Dogs also must be born with a particular personality for the job to find remains of the missing and help bring closure for anguished families, said Mary Cablk, an expert in detection and systems at the Desert Research Institute in Nevada.
Cablk has trained hundreds of canines, designed training programs for handlers and still goes out on dozens of searches a year with her own dogs, although she is not involved in the Maui recovery operation.
“Dogs that really want to play, that are obsessive about their toy, that are confident and agile, that are not afraid of loud noises or weird surfaces, bring a lot to the table,” she said, explaining that getting to play with a chew toy is generally the dog’s reward for successfully locating human remains.
The wildfires that ravaged Maui last week killed at least 101 people, officials say, making it the deadliest U.S. fire in a century.
The Federal Emergency Management Agency’s (FEMA) urban search rescue teams had 20 dogs on the ground as of Monday supporting state and local officials combing through the ashes, and FEMA Administrator Deanne Criswell told reporters at the White House on Wednesday the number would rise to at least 40.
“Because of the conditions and the fire debris, the dogs have to navigate the heat; they have to deal with issues with their paws walking through glass and debris.

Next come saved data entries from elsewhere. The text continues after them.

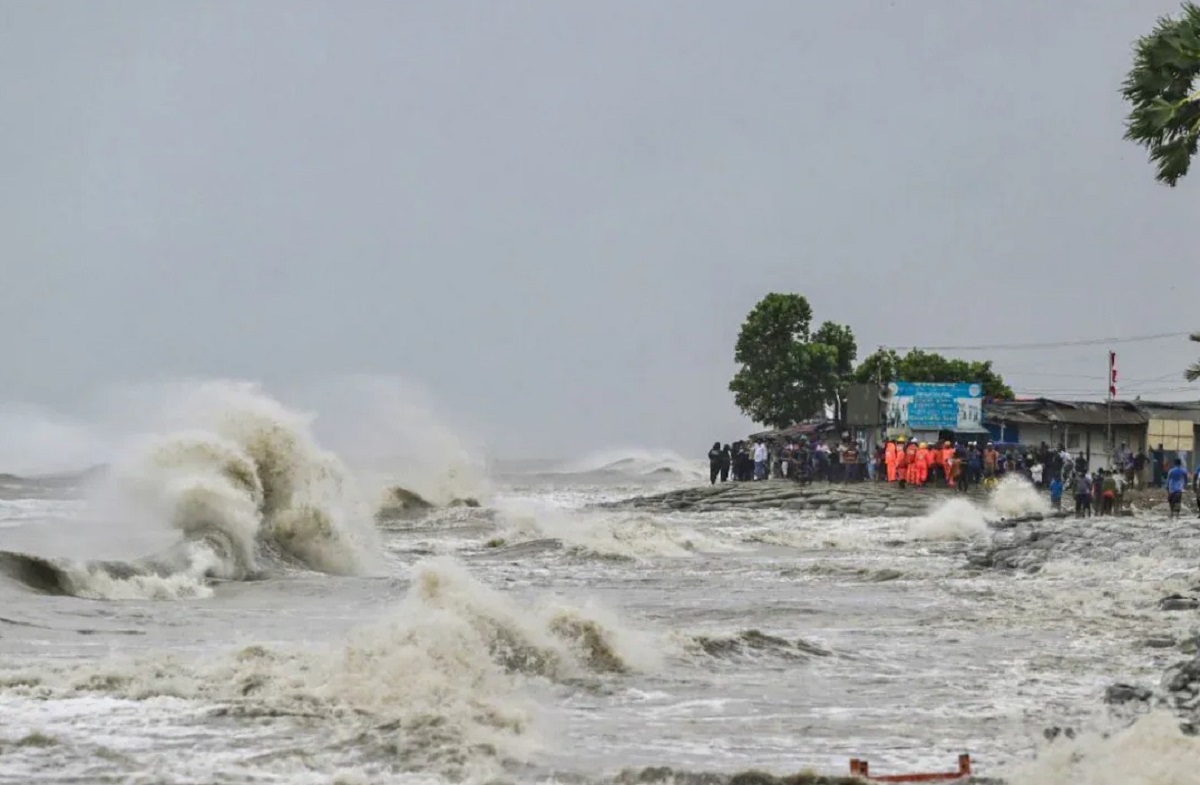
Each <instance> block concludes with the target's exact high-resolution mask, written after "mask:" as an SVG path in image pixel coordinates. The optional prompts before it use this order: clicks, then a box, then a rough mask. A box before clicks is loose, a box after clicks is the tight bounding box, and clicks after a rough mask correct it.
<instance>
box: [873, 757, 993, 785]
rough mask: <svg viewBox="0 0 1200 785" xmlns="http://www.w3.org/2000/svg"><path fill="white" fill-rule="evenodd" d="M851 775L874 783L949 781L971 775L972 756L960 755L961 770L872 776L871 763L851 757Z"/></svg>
mask: <svg viewBox="0 0 1200 785" xmlns="http://www.w3.org/2000/svg"><path fill="white" fill-rule="evenodd" d="M850 774H851V777H862V778H863V779H868V780H871V781H872V783H948V781H953V780H956V779H965V778H967V777H971V756H970V755H967V754H966V753H964V754H961V755H959V771H956V772H932V773H925V774H886V775H881V777H872V775H871V772H870V765H869V763H868V762H866V761H865V760H862V759H858V757H852V759H850Z"/></svg>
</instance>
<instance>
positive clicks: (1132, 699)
mask: <svg viewBox="0 0 1200 785" xmlns="http://www.w3.org/2000/svg"><path fill="white" fill-rule="evenodd" d="M1152 697H1154V693H1153V691H1152V690H1150V689H1147V688H1145V687H1136V685H1134V684H1114V685H1111V687H1109V688H1108V689H1106V690H1104V702H1105V703H1109V705H1112V706H1120V705H1122V703H1134V702H1136V703H1145V702H1147V701H1150V700H1151V699H1152Z"/></svg>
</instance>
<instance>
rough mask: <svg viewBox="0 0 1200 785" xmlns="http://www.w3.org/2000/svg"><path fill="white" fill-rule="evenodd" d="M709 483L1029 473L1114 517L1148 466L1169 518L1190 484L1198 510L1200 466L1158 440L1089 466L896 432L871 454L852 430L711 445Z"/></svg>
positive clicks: (1020, 475)
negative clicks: (1113, 460)
mask: <svg viewBox="0 0 1200 785" xmlns="http://www.w3.org/2000/svg"><path fill="white" fill-rule="evenodd" d="M708 462H709V481H710V483H712V484H715V483H718V481H721V483H725V481H728V480H733V481H755V480H767V479H770V478H785V479H794V480H798V481H802V483H810V481H812V480H823V481H833V483H854V481H880V483H895V484H896V485H899V486H901V487H906V486H916V487H920V486H925V485H941V486H944V487H953V489H955V490H958V491H961V492H966V491H968V490H970V489H971V487H973V486H977V485H983V486H985V487H986V486H991V485H994V484H995V483H997V481H998V480H1000V479H1001V478H1003V477H1004V475H1008V474H1015V475H1018V477H1024V478H1025V479H1026V480H1028V481H1030V483H1032V484H1033V485H1034V486H1036V487H1038V489H1039V490H1044V491H1046V492H1049V495H1050V502H1051V504H1052V505H1054V507H1055V509H1061V508H1062V499H1063V495H1064V492H1067V491H1069V492H1070V493H1072V496H1073V498H1074V502H1075V515H1076V516H1080V517H1082V516H1092V515H1114V514H1115V513H1116V511H1117V510H1118V509H1120V508H1121V503H1122V499H1123V496H1124V493H1126V491H1127V489H1129V487H1133V489H1138V490H1141V489H1145V487H1146V485H1147V477H1146V473H1147V468H1148V469H1150V474H1151V477H1150V478H1148V480H1150V485H1151V487H1156V489H1164V487H1165V490H1166V496H1168V502H1169V507H1170V511H1171V515H1174V516H1178V515H1181V513H1182V497H1183V493H1184V492H1186V491H1187V490H1188V486H1189V485H1190V487H1192V491H1193V492H1194V493H1195V496H1196V508H1198V514H1200V466H1198V468H1196V471H1195V474H1194V475H1193V477H1192V478H1190V481H1189V478H1188V472H1187V469H1186V468H1184V467H1183V462H1182V461H1181V460H1180V459H1174V462H1172V463H1170V465H1169V463H1168V461H1166V460H1165V451H1164V450H1163V445H1162V444H1159V445H1158V447H1157V448H1156V449H1153V450H1151V451H1150V454H1148V455H1147V453H1146V451H1145V450H1138V451H1134V450H1130V449H1129V447H1128V445H1127V444H1122V445H1121V447H1120V448H1117V450H1116V451H1115V454H1114V461H1112V462H1114V465H1115V467H1116V468H1112V469H1096V471H1091V468H1090V466H1088V463H1090V461H1088V460H1087V457H1086V456H1085V455H1084V454H1082V453H1079V454H1076V455H1074V456H1073V455H1070V453H1069V451H1068V450H1067V449H1066V447H1063V445H1062V444H1058V445H1057V448H1054V447H1050V445H1049V444H1046V443H1045V442H1043V443H1042V444H1040V445H1038V447H1037V448H1032V449H1030V448H1026V449H1016V448H1013V447H1006V448H1004V449H1001V448H1000V447H997V445H996V444H995V443H991V442H983V443H976V442H966V443H954V442H950V441H944V442H935V443H925V442H918V441H913V439H906V438H904V437H895V438H890V439H887V441H884V442H883V443H881V444H880V445H878V447H877V448H876V449H875V451H874V453H872V454H869V453H868V451H866V450H864V449H863V444H862V442H858V441H853V439H851V438H850V435H848V433H844V435H842V436H841V438H840V439H823V438H815V439H812V441H809V439H808V437H803V436H802V437H798V438H796V439H792V441H786V442H772V443H769V442H767V441H764V439H757V441H752V442H734V443H733V444H725V445H721V443H720V442H715V443H713V448H712V449H710V450H709V453H708Z"/></svg>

And in these conditions, the dogs require frequent rest, which is why we are sending in additional dogs to augment the operation,” she said.

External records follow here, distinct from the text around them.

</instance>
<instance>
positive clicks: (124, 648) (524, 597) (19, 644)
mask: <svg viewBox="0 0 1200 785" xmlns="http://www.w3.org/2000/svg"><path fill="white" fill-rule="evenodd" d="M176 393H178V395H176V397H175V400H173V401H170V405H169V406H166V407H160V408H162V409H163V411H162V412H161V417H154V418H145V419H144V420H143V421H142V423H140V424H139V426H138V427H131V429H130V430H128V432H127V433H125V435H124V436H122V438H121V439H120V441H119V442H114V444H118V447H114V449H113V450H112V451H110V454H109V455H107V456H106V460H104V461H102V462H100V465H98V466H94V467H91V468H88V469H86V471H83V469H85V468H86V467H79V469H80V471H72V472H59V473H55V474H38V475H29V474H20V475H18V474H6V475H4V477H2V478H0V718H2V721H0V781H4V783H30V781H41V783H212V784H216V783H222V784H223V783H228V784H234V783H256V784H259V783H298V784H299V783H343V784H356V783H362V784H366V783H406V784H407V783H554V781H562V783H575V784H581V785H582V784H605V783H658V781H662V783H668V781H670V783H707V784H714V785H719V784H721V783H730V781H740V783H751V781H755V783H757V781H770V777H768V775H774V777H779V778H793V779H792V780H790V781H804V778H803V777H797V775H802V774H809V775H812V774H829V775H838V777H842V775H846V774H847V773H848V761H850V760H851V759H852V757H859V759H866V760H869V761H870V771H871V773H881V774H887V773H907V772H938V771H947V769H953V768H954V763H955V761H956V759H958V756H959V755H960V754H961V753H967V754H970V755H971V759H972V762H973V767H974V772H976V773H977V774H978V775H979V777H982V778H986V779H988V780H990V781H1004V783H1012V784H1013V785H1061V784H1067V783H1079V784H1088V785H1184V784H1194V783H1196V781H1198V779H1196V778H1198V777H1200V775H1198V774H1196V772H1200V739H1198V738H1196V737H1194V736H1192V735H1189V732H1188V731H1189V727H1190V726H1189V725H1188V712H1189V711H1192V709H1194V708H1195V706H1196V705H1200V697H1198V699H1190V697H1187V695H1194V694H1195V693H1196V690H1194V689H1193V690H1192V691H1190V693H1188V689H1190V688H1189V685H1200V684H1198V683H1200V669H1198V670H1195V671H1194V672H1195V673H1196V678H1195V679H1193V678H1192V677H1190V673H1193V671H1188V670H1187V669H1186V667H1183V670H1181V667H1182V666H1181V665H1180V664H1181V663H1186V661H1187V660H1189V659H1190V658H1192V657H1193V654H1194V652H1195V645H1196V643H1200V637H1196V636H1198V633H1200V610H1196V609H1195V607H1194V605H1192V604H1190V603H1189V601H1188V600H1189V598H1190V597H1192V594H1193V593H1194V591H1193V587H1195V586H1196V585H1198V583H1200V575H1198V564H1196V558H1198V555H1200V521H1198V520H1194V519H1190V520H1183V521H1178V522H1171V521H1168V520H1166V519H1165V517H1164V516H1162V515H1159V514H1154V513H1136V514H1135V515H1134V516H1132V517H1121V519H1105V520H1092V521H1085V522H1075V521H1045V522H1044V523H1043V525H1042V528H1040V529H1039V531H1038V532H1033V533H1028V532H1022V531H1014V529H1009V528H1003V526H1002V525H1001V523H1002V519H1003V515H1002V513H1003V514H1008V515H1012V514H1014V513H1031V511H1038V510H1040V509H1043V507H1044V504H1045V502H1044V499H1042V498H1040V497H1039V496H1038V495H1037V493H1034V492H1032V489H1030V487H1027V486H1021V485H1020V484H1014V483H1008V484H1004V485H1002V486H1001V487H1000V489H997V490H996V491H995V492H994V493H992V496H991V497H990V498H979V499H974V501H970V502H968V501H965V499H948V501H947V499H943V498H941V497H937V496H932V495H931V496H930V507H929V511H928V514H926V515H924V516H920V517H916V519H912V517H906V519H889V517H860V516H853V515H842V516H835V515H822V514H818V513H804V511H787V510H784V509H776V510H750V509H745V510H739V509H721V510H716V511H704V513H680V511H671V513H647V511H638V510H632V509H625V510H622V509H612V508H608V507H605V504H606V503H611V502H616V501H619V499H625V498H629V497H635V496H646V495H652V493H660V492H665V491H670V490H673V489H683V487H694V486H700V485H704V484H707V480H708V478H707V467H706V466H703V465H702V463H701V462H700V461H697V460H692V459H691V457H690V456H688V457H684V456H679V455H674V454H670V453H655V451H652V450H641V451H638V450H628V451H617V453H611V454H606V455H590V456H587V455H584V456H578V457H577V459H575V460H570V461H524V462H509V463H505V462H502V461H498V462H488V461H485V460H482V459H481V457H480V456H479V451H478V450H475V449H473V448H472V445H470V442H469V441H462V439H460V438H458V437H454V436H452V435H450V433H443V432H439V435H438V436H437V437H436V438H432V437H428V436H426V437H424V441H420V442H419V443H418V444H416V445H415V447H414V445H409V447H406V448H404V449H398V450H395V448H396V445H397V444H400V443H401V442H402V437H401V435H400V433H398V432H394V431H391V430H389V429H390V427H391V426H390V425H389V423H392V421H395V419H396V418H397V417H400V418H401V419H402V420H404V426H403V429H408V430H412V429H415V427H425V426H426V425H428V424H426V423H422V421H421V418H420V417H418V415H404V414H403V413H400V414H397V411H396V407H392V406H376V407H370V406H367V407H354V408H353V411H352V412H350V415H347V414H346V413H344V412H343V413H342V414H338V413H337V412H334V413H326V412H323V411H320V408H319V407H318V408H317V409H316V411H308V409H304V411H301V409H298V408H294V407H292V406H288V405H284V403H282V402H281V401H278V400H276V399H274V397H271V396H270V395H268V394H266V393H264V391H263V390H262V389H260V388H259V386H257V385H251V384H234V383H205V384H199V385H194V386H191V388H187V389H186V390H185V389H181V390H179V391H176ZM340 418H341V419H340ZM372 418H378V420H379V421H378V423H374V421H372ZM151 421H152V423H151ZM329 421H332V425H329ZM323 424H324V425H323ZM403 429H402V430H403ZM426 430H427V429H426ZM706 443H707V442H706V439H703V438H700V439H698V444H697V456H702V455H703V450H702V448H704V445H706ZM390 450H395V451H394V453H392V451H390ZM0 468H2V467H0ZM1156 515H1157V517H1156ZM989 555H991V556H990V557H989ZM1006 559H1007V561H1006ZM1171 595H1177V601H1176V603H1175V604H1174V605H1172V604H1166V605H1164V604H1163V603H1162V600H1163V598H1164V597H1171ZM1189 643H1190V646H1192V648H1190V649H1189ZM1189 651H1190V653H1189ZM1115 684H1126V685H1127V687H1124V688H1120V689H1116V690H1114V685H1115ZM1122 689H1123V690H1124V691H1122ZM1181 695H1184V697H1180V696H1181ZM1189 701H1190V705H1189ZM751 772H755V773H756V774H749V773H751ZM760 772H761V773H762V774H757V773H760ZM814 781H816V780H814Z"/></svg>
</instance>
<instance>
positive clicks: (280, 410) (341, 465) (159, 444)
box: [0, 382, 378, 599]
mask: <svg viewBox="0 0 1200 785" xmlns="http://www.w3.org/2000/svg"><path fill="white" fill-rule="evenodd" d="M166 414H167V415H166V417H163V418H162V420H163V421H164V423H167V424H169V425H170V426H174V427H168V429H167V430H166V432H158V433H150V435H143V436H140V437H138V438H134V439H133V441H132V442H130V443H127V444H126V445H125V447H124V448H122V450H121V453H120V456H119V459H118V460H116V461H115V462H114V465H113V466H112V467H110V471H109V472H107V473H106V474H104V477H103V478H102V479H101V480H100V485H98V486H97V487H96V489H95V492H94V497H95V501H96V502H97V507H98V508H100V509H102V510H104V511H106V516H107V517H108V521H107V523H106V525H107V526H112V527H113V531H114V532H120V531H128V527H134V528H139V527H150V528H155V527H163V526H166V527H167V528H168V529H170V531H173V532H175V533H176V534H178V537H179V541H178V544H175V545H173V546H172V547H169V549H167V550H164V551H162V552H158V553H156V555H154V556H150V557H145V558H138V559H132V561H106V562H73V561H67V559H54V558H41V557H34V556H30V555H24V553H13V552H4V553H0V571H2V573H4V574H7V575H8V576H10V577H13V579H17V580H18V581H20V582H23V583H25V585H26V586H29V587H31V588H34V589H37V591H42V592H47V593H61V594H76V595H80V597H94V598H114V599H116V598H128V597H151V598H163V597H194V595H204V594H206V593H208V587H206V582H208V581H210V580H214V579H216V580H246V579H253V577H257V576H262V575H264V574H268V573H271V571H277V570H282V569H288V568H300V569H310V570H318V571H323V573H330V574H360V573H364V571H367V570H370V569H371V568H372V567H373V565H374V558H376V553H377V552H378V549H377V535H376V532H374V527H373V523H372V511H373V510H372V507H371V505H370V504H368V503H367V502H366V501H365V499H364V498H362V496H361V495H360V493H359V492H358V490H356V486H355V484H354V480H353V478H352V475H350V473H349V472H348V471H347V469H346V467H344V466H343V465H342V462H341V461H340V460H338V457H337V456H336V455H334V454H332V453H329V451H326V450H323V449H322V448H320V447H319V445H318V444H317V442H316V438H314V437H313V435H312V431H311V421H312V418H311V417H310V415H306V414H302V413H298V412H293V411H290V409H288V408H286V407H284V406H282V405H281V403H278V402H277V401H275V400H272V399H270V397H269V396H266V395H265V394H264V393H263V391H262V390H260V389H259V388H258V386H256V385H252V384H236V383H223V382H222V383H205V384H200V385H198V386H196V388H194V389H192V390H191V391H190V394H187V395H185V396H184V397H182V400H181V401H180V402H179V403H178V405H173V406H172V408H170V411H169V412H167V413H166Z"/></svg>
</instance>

Jeremy Greenberg, FEMA’s director of operations, underscored that while searchers understand that families are desperate to know the fate of missing loved ones, they must “conduct that search in a safe and respectful manner.”
DIFFICULT TERRAIN
Each cadaver dog can search the burned down “footprints” of up to a couple dozen homes each day, depending on conditions.

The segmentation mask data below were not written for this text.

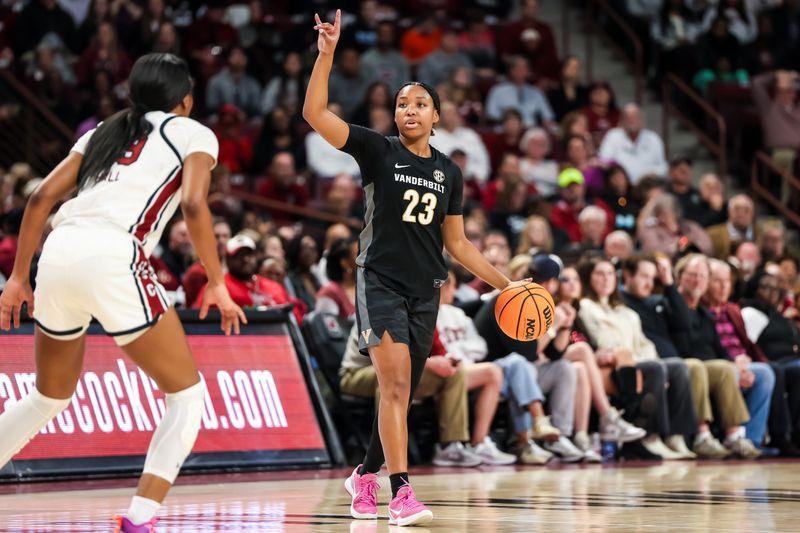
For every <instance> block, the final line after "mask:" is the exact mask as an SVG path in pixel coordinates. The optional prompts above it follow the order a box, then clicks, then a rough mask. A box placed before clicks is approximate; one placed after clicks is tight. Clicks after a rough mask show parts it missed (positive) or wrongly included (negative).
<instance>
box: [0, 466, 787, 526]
mask: <svg viewBox="0 0 800 533" xmlns="http://www.w3.org/2000/svg"><path fill="white" fill-rule="evenodd" d="M346 475H347V472H345V471H343V470H324V471H295V472H274V473H259V474H237V475H220V476H186V477H183V478H182V479H181V480H180V482H179V484H178V486H176V487H175V489H174V490H173V492H172V493H171V494H170V496H169V498H168V502H167V505H166V507H165V508H164V512H163V513H162V518H161V521H160V522H159V527H158V528H157V531H158V532H159V533H171V532H214V531H225V532H236V531H248V532H252V531H264V532H282V531H287V532H295V531H297V532H301V531H303V532H305V531H308V532H329V531H330V532H333V531H337V532H338V531H344V532H350V533H353V532H357V533H377V532H385V531H395V532H399V531H410V532H412V533H419V532H422V531H437V532H438V531H441V532H466V531H470V532H472V531H475V532H479V533H495V532H497V533H499V532H540V531H541V532H575V533H584V532H585V533H589V532H591V533H605V532H648V533H650V532H653V533H656V532H667V531H676V532H687V533H688V532H707V531H713V532H754V533H755V532H765V533H766V532H777V531H780V532H799V531H800V461H772V462H766V461H759V462H746V463H745V462H733V461H727V462H715V463H700V464H695V463H674V462H673V463H664V464H661V465H634V466H626V467H615V466H588V465H587V466H577V467H572V466H570V467H567V466H562V467H558V466H550V467H539V468H535V467H526V468H520V467H503V468H500V467H493V468H483V469H469V470H455V469H422V470H419V469H418V470H416V471H412V481H413V484H414V487H415V490H416V492H417V494H418V496H419V497H420V499H421V500H422V501H424V502H425V503H426V504H428V505H429V507H430V508H431V510H432V511H433V512H434V522H433V523H432V524H431V525H429V526H428V527H426V528H397V527H394V526H392V527H390V526H388V524H387V521H386V518H385V517H386V499H387V497H388V485H389V484H388V478H386V477H385V476H384V477H382V478H381V485H382V488H381V491H380V504H381V507H380V508H379V511H380V514H381V516H382V517H383V518H381V519H379V520H377V521H363V520H358V521H356V520H351V519H350V516H349V514H348V506H349V498H348V497H347V494H346V493H345V492H344V490H343V488H342V481H343V479H344V477H345V476H346ZM134 484H135V480H131V479H125V480H105V481H95V482H81V483H78V482H69V483H54V484H46V485H45V484H41V483H39V484H23V485H5V486H0V532H4V533H5V532H23V531H27V532H34V531H35V532H45V531H57V532H67V531H68V532H81V533H85V532H106V533H109V532H110V531H112V529H111V527H109V523H110V521H109V517H110V516H111V515H112V514H114V513H117V512H120V511H123V510H124V509H125V508H126V506H127V504H128V500H129V497H130V495H131V487H133V486H134Z"/></svg>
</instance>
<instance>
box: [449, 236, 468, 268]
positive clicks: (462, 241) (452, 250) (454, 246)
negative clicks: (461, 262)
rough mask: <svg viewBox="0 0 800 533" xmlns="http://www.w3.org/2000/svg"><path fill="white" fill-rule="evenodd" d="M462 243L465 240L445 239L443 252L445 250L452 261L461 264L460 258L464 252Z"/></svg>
mask: <svg viewBox="0 0 800 533" xmlns="http://www.w3.org/2000/svg"><path fill="white" fill-rule="evenodd" d="M464 241H466V239H462V238H459V237H445V239H444V248H445V250H447V253H448V254H450V255H451V256H452V257H453V259H455V260H456V261H459V262H461V259H460V258H461V257H462V256H463V252H464ZM467 242H469V241H467Z"/></svg>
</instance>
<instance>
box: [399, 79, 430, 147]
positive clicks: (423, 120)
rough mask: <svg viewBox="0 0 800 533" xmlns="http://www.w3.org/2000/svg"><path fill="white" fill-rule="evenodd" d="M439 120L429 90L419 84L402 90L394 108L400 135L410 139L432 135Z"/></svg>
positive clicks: (413, 85) (405, 87) (405, 88)
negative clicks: (434, 107)
mask: <svg viewBox="0 0 800 533" xmlns="http://www.w3.org/2000/svg"><path fill="white" fill-rule="evenodd" d="M438 121H439V113H438V112H437V111H436V109H434V107H433V98H431V95H430V94H428V91H426V90H425V89H424V88H422V87H420V86H419V85H409V86H407V87H404V88H403V89H402V90H401V91H400V94H399V95H398V96H397V102H396V103H395V109H394V122H395V124H397V129H398V130H399V131H400V135H402V136H403V137H406V138H409V139H418V138H420V137H423V136H425V135H430V133H431V130H432V129H433V125H434V124H435V123H437V122H438Z"/></svg>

Hawaii’s government has said at least 2,200 structures were destroyed in the fires; 86% were residential buildings.
Dogs that will work fire scenes are trained to detect burnt flesh, and can distinguish human remains from those of pets and other animals. The dogs are also taught to lie down once they have found something, Cablk said, not become excited and run back and forth to a handler, which could damage a scene.
Dogs are also now being trained not to enter the “footprint” of a burned down house at all, but to signal to handlers that they have hit upon remains without approaching them.
That training came from lessons learned in deadly wildfires in California in recent years, such as the Paradise, California Camp Fire in which 86 were killed.
“It used to be that people would just go in and they would look, they would rake, they would shovel, and it made the job of the forensic anthropologists more difficult.
“You ended up with remains that were more difficult to identify. And where you had multiple individuals together, those bones got commingled, making the job of investigators even more difficult,” Cablk said.
Just as cadavers are used to teach medical students, Cablk said, trainers use human flesh and blood to train dogs. Some countries do not allow human remains in such training, so dogs must be taught using animal remains, making rescues more difficult as dogs will give an alert for both animal and human corpses.
Cadaver dogs are trained to associate the scent of human remains with a reward, typically a chew toy, Cablk said.
“That’s the dog’s paycheck,” Cablk said. “Handlers will carry the reward toy with them, and many dogs, in fact, will come around to the back of the handler and check to make sure that the toy is in their pack.”